Esta misma lógica aplica en el ámbito laboral, donde el cambio continuo de normas (muchas veces redactadas con gran ambigüedad) afecta de forma directa a autónomos, pymes y pequeños empresarios. Hay reformas cuyos efectos tienen, facto, un impacto económico con carácter retroactivo, modificaciones en las modalidades de contratación, nuevas figuras como los “falsos autónomos”, criterios difusos sobre despidos procedentes o improcedentes…

Todo esto crea un entorno de incertidumbre que paraliza decisiones.

Un pequeño empresario que teme que el marco cambie dentro de tres meses, pospone sus decisiones. O directamente renuncia a invertir. En lugar de crecer, se protege. En lugar de generar empleo, busca que no se le tuerza lo que tiene. Este es el efecto silencioso pero devastador de la inseguridad jurídica: desactiva el tejido productivo desde la base.

Conviene recordar que la inseguridad jurídica no es una cuestión de partidos.
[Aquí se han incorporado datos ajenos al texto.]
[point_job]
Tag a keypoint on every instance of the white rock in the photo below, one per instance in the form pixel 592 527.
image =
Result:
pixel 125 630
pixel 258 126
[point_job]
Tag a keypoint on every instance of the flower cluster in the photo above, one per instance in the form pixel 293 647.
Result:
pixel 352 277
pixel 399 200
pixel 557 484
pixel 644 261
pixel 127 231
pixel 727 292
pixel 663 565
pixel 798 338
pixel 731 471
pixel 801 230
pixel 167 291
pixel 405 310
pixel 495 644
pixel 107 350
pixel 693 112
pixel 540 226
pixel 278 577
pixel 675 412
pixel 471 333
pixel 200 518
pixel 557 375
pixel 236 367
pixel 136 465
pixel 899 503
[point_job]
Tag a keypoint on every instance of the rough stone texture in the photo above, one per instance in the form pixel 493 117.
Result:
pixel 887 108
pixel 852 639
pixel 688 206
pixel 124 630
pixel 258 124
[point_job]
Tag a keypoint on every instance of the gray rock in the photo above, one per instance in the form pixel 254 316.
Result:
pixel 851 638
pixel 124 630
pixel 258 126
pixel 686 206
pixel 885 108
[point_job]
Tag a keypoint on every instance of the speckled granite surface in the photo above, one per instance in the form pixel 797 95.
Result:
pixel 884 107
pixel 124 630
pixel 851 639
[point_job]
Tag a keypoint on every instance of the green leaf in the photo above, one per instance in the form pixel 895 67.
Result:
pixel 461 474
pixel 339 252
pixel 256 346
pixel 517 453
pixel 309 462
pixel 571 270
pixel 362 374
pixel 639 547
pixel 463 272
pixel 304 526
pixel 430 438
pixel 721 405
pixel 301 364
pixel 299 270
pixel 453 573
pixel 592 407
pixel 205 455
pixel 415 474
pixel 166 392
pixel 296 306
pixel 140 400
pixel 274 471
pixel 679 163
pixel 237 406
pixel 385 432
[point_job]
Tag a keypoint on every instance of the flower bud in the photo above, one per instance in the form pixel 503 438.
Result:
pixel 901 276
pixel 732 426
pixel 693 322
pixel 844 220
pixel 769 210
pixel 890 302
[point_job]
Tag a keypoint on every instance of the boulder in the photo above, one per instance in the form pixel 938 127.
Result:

No es patrimonio del Partido Popular, ni del Partido Socialista, ni de ningún otro grupo. Este artículo no se dirige a ningún partido en especial, no se trata de política.

Es un patrón estructural de nuestro sistema institucional: gobiernos que legislan en función de su ideología, sin continuidad de Estado, sin respeto a los compromisos anteriores. Eso ahuyenta el capital paciente. El industrial. El que genera empleo y prosperidad. Y no es posible una economía sólida sin confianza. Las empresas pueden adaptarse a una fiscalidad alta o baja. A una regulación más exigente o flexible. Pero lo que ninguna empresa (ni economía) puede soportar es no saber a qué atenerse.

Por eso, esta sentencia del Supremo es más que una buena noticia para uel tejido empresarial: es una advertencia general. Basta de discrecionalidad y, además, de desbordar a la justicia con el uso de esta, que lleva al ciudadano a lograr a través de la justicia lo que la propia administración le deniega interpretando las leyes a su conveniencia.

Esta sentencia debería hacernos reflexionar. Porque la ausencia de seguridad jurídica a través de un exceso de discrecionalidad no ha lugar en los países serios.